【今週は三枝裕介氏】日経平均株価は相変わらず上値の重い展開が続いているが、これは同指数への寄与度の高い半導体やハイテク関連銘柄の売り圧力が強いためだ。それら企業の業績自体は引き続き良好なため、リバウンドを待ち構えるのも戦略の一つだが、一度調整に入った銘柄が再び上昇トレンドに回帰するのは時間が必要だ。
一方で、足元ではさまざまなセクターの中から高値を更新する銘柄が散見されている。AI(人工知能)や半導体といった銘柄ばかりに固執するのではなく、ここは弱い銘柄からはいったん撤退し、強い銘柄につく場面ではないだろうか。

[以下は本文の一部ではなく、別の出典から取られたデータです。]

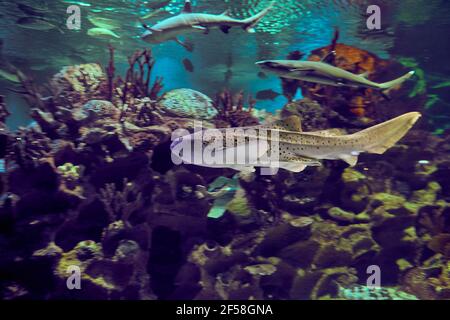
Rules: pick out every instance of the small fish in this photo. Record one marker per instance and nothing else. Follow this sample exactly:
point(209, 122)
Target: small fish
point(78, 3)
point(8, 75)
point(188, 65)
point(155, 5)
point(323, 73)
point(37, 24)
point(262, 75)
point(102, 33)
point(187, 21)
point(283, 144)
point(268, 94)
point(32, 11)
point(104, 23)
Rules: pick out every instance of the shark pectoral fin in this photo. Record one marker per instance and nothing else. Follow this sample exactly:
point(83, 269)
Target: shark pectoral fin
point(225, 29)
point(293, 167)
point(246, 154)
point(187, 46)
point(246, 169)
point(350, 159)
point(300, 69)
point(292, 123)
point(201, 28)
point(330, 132)
point(187, 7)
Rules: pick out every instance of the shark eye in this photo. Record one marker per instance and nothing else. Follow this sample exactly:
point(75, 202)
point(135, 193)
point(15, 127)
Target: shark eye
point(176, 142)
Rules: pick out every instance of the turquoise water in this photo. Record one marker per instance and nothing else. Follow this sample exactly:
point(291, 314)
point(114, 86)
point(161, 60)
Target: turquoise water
point(412, 29)
point(90, 178)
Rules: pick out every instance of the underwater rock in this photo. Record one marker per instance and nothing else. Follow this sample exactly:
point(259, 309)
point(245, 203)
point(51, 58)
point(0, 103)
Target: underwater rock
point(374, 293)
point(285, 234)
point(188, 103)
point(101, 109)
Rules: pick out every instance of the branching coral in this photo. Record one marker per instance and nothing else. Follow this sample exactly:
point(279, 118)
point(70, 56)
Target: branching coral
point(137, 80)
point(121, 204)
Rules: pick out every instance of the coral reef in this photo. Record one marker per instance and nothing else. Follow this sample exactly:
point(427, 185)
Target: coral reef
point(91, 185)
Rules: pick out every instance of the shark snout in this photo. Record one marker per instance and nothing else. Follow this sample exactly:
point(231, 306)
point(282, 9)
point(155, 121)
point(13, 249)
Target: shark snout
point(149, 36)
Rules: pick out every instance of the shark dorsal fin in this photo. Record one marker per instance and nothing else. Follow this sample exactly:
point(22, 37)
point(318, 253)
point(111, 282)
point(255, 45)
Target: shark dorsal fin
point(364, 74)
point(291, 123)
point(187, 7)
point(328, 56)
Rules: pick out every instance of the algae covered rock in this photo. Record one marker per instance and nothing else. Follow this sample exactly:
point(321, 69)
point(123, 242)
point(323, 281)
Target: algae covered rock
point(188, 103)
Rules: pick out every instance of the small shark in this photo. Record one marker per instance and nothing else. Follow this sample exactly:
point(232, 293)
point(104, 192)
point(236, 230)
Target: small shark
point(323, 73)
point(294, 149)
point(187, 21)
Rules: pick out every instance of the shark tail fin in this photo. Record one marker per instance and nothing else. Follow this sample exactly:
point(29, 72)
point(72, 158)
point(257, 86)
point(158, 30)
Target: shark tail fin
point(384, 135)
point(396, 82)
point(250, 23)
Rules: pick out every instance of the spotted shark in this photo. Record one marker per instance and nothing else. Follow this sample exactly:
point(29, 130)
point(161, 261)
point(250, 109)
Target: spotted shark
point(283, 144)
point(188, 21)
point(324, 73)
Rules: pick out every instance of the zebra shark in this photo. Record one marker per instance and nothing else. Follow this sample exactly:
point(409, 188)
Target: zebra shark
point(187, 21)
point(283, 144)
point(323, 73)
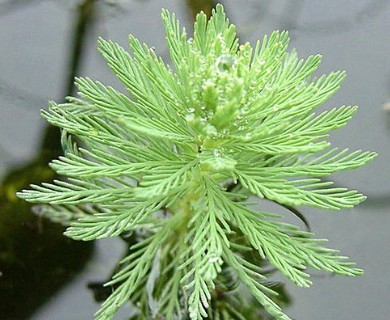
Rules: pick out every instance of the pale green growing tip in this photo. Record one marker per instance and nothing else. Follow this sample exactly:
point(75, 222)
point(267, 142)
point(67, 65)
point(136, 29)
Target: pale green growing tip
point(173, 159)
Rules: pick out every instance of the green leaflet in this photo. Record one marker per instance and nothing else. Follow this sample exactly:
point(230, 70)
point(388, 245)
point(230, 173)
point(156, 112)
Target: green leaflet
point(173, 159)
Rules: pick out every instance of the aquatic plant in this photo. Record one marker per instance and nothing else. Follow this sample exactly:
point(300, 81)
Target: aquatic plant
point(178, 161)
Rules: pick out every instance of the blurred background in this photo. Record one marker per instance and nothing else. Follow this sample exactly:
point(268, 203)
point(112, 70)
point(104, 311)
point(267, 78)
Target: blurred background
point(44, 44)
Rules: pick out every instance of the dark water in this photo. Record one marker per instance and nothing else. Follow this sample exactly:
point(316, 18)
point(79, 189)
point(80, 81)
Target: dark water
point(37, 42)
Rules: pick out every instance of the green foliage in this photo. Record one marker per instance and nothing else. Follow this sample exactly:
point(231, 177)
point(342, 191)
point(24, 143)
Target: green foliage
point(174, 160)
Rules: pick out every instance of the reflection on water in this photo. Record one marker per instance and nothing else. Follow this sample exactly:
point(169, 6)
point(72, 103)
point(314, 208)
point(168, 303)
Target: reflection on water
point(36, 260)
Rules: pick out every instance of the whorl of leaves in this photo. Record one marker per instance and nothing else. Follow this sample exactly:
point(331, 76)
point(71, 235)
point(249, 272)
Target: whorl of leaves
point(156, 161)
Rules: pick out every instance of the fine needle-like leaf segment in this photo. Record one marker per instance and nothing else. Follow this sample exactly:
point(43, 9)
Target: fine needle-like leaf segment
point(171, 161)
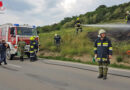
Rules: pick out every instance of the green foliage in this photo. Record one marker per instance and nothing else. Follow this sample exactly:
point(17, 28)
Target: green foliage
point(101, 14)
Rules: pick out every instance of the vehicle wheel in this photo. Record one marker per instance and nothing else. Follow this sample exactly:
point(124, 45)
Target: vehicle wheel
point(9, 55)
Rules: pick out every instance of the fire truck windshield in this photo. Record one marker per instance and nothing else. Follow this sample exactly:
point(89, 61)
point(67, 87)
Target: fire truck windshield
point(26, 31)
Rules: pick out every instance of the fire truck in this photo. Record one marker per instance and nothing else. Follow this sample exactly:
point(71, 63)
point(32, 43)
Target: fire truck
point(12, 33)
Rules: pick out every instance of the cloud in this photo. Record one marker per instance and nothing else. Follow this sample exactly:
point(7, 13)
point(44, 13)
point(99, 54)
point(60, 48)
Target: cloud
point(44, 12)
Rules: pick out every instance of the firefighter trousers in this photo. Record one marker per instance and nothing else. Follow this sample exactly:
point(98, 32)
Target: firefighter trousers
point(103, 68)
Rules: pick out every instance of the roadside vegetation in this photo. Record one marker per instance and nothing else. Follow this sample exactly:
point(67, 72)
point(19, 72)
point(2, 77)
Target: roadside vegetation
point(75, 47)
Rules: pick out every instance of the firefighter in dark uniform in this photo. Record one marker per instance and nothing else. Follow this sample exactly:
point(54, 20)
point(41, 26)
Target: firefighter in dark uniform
point(21, 48)
point(3, 52)
point(36, 46)
point(127, 17)
point(103, 53)
point(78, 25)
point(32, 49)
point(57, 40)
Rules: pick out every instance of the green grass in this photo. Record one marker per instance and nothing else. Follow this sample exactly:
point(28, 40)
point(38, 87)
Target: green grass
point(72, 44)
point(60, 58)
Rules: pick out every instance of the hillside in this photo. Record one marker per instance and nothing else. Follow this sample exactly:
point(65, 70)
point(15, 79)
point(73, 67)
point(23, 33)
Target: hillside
point(100, 15)
point(81, 46)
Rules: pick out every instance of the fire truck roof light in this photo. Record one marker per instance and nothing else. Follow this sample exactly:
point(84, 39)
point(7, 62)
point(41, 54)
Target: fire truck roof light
point(16, 24)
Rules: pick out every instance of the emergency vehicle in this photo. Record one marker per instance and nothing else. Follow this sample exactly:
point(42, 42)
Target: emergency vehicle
point(12, 33)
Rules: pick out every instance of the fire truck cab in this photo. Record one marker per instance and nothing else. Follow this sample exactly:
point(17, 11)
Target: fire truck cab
point(12, 33)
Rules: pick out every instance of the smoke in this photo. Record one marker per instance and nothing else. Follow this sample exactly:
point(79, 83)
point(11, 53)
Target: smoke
point(113, 26)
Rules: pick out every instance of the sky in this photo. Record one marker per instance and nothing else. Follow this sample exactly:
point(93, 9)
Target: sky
point(47, 12)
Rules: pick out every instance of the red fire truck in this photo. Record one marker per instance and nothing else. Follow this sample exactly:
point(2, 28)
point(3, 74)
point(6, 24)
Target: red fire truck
point(12, 33)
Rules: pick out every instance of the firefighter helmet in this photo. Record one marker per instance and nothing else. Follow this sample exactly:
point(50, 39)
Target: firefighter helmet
point(101, 31)
point(56, 34)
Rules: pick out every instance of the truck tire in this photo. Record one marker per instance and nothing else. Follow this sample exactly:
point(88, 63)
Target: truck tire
point(9, 55)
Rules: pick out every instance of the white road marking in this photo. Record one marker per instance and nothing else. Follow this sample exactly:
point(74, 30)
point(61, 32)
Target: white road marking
point(17, 66)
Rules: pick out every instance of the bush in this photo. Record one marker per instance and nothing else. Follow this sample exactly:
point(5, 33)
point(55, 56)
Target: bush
point(119, 59)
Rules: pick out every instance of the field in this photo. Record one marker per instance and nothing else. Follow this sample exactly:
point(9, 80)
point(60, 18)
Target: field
point(80, 47)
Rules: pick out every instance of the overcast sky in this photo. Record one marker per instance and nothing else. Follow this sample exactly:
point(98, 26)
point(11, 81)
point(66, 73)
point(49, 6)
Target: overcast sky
point(44, 12)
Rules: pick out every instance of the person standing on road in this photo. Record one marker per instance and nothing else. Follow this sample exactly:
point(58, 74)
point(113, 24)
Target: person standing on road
point(36, 46)
point(21, 48)
point(57, 40)
point(78, 25)
point(127, 17)
point(103, 53)
point(0, 52)
point(32, 49)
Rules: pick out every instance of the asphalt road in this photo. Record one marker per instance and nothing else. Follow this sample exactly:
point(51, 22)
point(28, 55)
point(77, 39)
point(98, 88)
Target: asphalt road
point(42, 76)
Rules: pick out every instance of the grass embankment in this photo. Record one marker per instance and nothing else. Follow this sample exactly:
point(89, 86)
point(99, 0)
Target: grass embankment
point(79, 45)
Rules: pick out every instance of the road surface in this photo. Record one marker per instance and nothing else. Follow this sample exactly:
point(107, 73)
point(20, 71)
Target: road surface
point(42, 76)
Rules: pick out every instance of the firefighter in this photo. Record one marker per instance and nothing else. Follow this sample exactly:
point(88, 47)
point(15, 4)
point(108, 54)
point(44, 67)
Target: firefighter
point(78, 25)
point(36, 46)
point(3, 46)
point(0, 51)
point(128, 17)
point(32, 49)
point(57, 40)
point(103, 53)
point(21, 48)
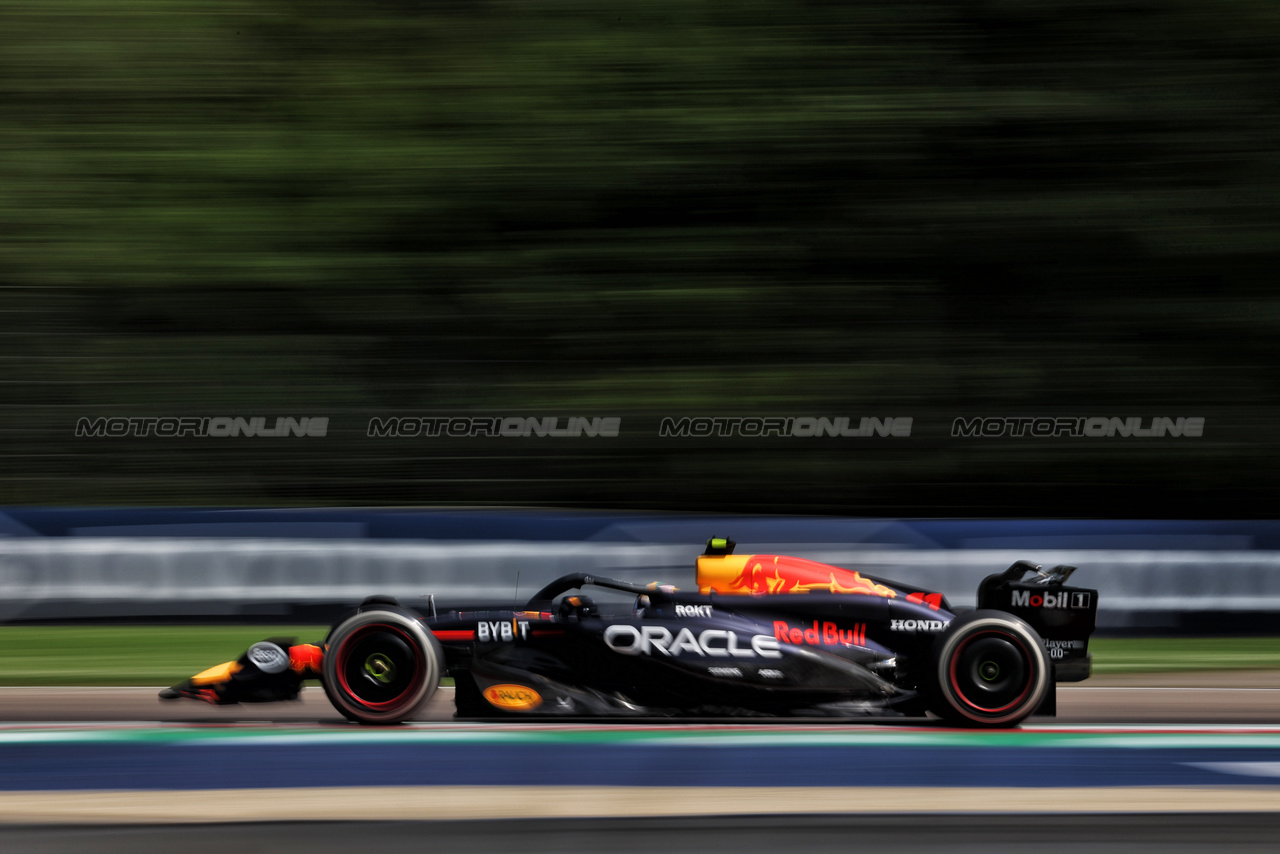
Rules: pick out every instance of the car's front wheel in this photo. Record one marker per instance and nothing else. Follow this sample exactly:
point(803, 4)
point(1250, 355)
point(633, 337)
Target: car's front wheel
point(380, 666)
point(990, 670)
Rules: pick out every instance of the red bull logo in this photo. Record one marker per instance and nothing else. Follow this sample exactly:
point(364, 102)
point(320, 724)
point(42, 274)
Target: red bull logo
point(773, 574)
point(826, 634)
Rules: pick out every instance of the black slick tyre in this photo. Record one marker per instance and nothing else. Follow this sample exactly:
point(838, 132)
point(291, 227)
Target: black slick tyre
point(990, 670)
point(380, 666)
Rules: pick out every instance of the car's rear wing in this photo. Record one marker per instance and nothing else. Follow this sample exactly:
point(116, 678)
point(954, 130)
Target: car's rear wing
point(1064, 616)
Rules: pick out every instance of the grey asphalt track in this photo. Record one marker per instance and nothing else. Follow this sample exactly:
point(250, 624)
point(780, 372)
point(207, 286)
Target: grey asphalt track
point(1223, 697)
point(1137, 834)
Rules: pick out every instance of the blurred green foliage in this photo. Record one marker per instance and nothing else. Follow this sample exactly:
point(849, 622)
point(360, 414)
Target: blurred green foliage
point(583, 208)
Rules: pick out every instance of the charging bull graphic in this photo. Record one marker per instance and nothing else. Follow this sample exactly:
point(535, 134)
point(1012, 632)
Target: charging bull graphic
point(762, 574)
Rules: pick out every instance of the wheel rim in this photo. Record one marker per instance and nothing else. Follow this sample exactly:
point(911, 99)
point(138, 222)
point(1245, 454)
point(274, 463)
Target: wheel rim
point(379, 668)
point(991, 672)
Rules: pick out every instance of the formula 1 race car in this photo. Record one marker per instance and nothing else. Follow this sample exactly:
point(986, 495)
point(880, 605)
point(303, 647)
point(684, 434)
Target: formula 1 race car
point(763, 635)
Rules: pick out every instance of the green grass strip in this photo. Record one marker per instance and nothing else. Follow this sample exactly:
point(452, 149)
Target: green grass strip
point(167, 654)
point(1174, 654)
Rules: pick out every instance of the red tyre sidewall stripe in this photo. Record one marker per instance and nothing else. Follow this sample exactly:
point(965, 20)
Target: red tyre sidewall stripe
point(955, 684)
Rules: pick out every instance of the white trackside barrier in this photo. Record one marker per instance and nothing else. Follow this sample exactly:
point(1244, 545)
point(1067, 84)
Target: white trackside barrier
point(225, 576)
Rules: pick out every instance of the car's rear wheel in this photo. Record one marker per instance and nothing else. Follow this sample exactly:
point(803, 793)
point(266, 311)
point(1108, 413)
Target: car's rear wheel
point(990, 668)
point(380, 666)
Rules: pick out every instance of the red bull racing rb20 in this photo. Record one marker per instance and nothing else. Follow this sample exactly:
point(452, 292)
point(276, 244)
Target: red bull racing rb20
point(764, 635)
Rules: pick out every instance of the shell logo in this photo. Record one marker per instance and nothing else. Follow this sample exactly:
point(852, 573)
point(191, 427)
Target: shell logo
point(516, 698)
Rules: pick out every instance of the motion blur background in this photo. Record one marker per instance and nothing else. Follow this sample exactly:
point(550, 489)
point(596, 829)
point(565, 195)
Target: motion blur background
point(798, 208)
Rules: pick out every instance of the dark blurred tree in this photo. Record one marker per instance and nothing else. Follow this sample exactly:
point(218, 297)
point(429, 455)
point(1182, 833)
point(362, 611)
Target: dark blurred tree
point(691, 206)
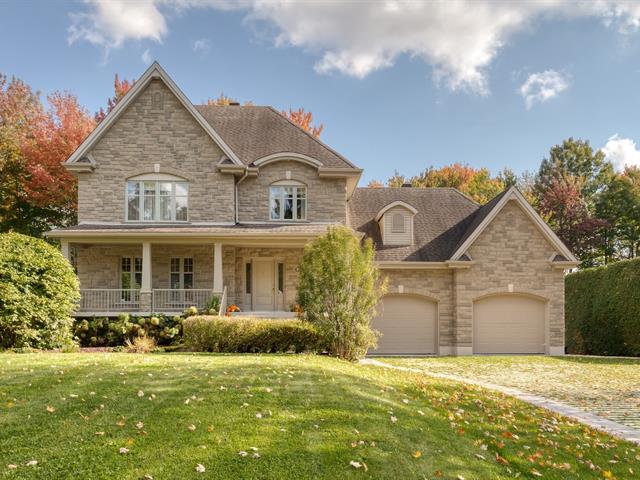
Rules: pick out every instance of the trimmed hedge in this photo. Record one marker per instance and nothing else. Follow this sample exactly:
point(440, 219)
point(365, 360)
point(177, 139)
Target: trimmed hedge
point(38, 293)
point(105, 332)
point(602, 313)
point(250, 335)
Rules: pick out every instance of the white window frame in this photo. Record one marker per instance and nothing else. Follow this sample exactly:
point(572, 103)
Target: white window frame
point(398, 228)
point(296, 186)
point(157, 179)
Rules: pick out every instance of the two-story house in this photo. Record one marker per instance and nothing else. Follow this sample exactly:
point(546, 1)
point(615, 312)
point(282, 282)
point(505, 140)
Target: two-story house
point(180, 202)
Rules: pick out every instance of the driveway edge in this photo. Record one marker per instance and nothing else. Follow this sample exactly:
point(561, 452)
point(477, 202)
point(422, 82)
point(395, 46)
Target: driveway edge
point(597, 422)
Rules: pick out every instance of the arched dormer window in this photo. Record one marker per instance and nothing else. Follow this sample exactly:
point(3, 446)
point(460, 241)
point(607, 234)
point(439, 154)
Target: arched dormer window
point(157, 197)
point(287, 201)
point(397, 223)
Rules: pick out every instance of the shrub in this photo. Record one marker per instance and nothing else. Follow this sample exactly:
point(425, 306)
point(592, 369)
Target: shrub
point(104, 332)
point(141, 344)
point(242, 335)
point(38, 293)
point(339, 289)
point(602, 310)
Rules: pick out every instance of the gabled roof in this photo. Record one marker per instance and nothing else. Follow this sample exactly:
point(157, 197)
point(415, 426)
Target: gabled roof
point(155, 71)
point(258, 133)
point(445, 225)
point(488, 212)
point(442, 217)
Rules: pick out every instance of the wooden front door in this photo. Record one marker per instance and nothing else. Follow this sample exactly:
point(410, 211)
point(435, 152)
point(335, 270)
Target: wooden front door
point(263, 284)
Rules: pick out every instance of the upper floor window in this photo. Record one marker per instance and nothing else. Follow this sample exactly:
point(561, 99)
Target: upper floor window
point(288, 202)
point(162, 200)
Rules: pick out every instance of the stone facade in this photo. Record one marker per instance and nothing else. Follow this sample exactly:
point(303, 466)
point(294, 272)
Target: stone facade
point(326, 197)
point(510, 251)
point(149, 133)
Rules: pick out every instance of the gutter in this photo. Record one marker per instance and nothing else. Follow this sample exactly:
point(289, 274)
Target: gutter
point(246, 174)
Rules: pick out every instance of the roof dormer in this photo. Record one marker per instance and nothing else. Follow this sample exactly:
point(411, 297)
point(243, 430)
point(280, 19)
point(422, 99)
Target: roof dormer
point(396, 223)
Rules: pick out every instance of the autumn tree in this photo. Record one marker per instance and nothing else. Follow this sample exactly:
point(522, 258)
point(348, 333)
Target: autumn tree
point(304, 120)
point(37, 192)
point(619, 204)
point(120, 88)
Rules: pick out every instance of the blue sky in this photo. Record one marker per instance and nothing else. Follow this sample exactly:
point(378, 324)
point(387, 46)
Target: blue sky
point(398, 85)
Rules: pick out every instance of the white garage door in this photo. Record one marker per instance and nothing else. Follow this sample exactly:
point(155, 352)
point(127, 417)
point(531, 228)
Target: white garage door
point(508, 324)
point(407, 324)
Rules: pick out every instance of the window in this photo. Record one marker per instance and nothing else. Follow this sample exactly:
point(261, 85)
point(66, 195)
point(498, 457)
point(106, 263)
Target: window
point(160, 201)
point(130, 276)
point(247, 278)
point(397, 223)
point(281, 277)
point(288, 202)
point(181, 273)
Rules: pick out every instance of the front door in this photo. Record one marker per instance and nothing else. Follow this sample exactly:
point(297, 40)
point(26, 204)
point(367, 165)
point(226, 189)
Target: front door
point(263, 284)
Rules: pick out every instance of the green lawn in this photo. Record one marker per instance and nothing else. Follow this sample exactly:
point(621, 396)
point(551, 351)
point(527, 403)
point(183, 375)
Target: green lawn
point(72, 413)
point(609, 387)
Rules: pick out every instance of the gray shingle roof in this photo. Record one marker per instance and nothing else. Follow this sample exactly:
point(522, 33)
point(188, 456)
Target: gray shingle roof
point(254, 132)
point(444, 217)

特に上昇が目立っているのが海運セクター。背景には、ホルムズ海峡の事実上の閉鎖による海上輸送運賃の上昇がある。東証プライムに上場する海運大手3社の日本郵船、商船三井、川崎汽船は25日に揃って上場来高値を更新している。基本的には3社とも似たような株価推移になっているが、株価指標的に割安な商船三井(9104=7214円)を狙ってみたい。なお、海運大手3社については、直近で国内外の証券会社の目標株価引き上げが相次いでおり、これも好材料だ。
東証プライムの日本空港ビルデング(9706=5848円)は、羽田空港の国内および国際線ターミナルの家主。家賃収入や施設利用料収入のほか、免税店舗も展開している。7日に発表した第1四半期決算では、営業利益が前年同期比40・7%増で着地。期初に発表した予想を上回って進捗しているものの、通期業績は据え置いたままだ。第2四半期以降の決算発表では、上方修正も期待できそうだ。
なお、24日には、金融機関など既存株主12社による1002万8400株の売り出しが発表されたが、同時に売り出しに伴う需給緩和を目的に最大350万株の自社株買いを発表した。株式市場はこれを好感した動きとなっているようだ。
東証プライムのM&Aキャピタルパートナー(6080=4235円)は、独立系M&Aの仲介大手。直近では、高単価の大型案件の成約を背景として案件単価が上昇。今後も大型案件を含む多数の案件成約を見込んでいることから2026年9月期通期業績の上方修正に加え、増配を発表したばかりだ。
株価は派手な動きはないものの、4月以降は緩やかな右肩上がりで上昇し、25日は年初来高値を更新した。週足チャート上でも上昇のシグナルとされる「ゴールデンクロス」が示現したばかり。外部環境にも左右されにくい内需系の銘柄として注目したい。